First, let’s start with job posting changes:
What the Data Shows: From March 1, 2020, to April 15, 2020, postings decreased from 148,305 to 117,665—a 20 percent drop.
What the Data Means: A 20 percent drop in just six weeks is significant; but let’s look at what kinds of jobs are experiencing this decline, keeping in mind the current impact of social distancing.
Bottom Line: The 20 percent drop is not an ominous indicator in relation to MBS-specific concentrations.
- The occupations with decreased posting activity include positions such as dishwashers, cooks, taxi drivers, and personal care aides—occupations that have traditionally high turnover, in general.
- These occupations would logically be heavily impacted by COVID-19’s social-distancing measures.
- These occupations account for a significant number of jobs in our area.
- These jobs stand to return once social distancing ordinances are lifted.
Bottom Line: With the exception of “natural sciences managers” and, potentially, “statisticians,” there is not great tie-in to MBS concentrations (for “statisticians,” you'd need to look at the capacity in which the employee would function. Data analytics? Then, yes).
Regional Impact: Companies with Slowed Postings vs. Companies with Increased Posting Activity
Bottom Line: No company with slowed posting activity is a shocker when viewed through the lens of COVID-19. H&R Block tops the list of slowed posting activity; however, H&R Block historically hires seasonal tax preparers—some entry-level—and tax season was over as of April 15, 2020. Even by March 1, 2020, most individuals had either filed taxes, or knew they were getting a legitimate extension. Or just decided to be late.
Bottom Line: The posting increases for nearly all above companies can be tied directly to the impact of COVID-19 : Amazon holding the top spot is especially not surprising, due to consumers’ continued or increased online ordering, and companies such as Bristol-Myers Squibb, Bayer Corporation, and Physician Services (drug testing /paternity testing) are all likely involved in vaccine development or developing COVID-19 testing.
Skills Analysis: Skills that are Hot, Skills that are Not, Skills that Endure
Note: The most important skills here—the ones valuable in any economy—are the Resilient Skills.
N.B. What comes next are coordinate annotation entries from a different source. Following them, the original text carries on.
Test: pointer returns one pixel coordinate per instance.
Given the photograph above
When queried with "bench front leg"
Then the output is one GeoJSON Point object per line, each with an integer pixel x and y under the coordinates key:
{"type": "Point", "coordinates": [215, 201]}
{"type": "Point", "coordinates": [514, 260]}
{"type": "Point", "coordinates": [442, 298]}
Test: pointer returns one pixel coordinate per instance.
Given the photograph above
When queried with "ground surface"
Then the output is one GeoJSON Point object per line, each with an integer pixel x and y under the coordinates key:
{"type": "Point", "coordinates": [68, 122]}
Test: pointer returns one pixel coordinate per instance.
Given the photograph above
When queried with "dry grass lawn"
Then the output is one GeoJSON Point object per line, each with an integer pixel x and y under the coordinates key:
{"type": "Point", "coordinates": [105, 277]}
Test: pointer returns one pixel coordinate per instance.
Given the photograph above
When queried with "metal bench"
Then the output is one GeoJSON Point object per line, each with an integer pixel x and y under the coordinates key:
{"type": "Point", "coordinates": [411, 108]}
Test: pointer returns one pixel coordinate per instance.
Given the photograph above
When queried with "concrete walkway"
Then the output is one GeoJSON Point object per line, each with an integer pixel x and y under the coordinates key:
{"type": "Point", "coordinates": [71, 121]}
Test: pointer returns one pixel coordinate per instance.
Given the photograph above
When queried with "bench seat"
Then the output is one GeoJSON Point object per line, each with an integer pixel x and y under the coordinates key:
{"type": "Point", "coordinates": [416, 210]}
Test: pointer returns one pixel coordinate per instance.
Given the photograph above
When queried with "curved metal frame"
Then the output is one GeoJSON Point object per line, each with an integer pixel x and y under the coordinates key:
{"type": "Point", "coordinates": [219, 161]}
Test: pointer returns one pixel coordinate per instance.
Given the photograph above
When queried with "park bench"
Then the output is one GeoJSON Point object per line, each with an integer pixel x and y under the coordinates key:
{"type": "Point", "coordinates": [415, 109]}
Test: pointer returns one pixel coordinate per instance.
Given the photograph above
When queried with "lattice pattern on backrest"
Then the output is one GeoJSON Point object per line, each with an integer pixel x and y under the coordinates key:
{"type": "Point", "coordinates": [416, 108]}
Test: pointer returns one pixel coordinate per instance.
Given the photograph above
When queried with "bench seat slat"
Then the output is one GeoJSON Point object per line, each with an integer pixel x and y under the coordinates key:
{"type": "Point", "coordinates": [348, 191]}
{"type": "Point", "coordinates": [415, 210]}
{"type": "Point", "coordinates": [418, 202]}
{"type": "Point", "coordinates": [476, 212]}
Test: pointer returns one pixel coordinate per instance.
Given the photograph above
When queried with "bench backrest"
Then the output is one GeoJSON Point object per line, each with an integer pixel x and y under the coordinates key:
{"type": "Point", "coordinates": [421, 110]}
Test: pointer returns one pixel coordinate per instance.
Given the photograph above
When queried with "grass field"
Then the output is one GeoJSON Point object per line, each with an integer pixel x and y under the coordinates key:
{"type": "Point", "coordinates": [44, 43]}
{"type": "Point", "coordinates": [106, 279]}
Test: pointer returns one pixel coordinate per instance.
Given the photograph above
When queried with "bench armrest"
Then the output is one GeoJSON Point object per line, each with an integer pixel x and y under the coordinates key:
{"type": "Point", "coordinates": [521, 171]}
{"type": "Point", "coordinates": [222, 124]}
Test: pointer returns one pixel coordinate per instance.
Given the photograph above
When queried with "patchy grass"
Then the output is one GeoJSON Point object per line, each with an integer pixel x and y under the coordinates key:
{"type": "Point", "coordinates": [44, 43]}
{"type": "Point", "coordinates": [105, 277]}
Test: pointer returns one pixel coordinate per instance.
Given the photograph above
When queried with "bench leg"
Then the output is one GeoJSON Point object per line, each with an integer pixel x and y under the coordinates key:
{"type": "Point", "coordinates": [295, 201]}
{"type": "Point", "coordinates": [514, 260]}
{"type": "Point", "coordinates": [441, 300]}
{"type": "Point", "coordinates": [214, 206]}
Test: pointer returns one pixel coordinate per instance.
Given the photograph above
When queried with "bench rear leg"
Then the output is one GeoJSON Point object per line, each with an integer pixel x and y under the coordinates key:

- Hot Skills: Unsurprising; nearly all skills can be interpreted as directly related to online ordering and the associated logistics, packaging, and warehousing necessary fulfill the orders.
- Resilient Skills: These are the very skills that MBS students either naturally possess, or skills they hone by way of the MBS curriculum.
- Cold Skills: These skills are very much in line with what you'd expect during a pandemic where social distancing is keeping most humans indoors and many restaurants closed.
Bottom Line: There is almost zero impact on alumni (0.05 %). If Emsi is looking at the 15,051 alumni (out of 296,667) who might be impacted most due to social distancing, that's 0.05 percent. Not even one percent.
This is a time of great uncertainty. COVID-19 is impacting nearly every aspect of life for all humans on the planet. Each day presents a new set of unknowns. That said, expert data-collection tools and associated software are being revamped accordingly—allowing us to more accurately obtain data, interpret it, and, most importantly, present it.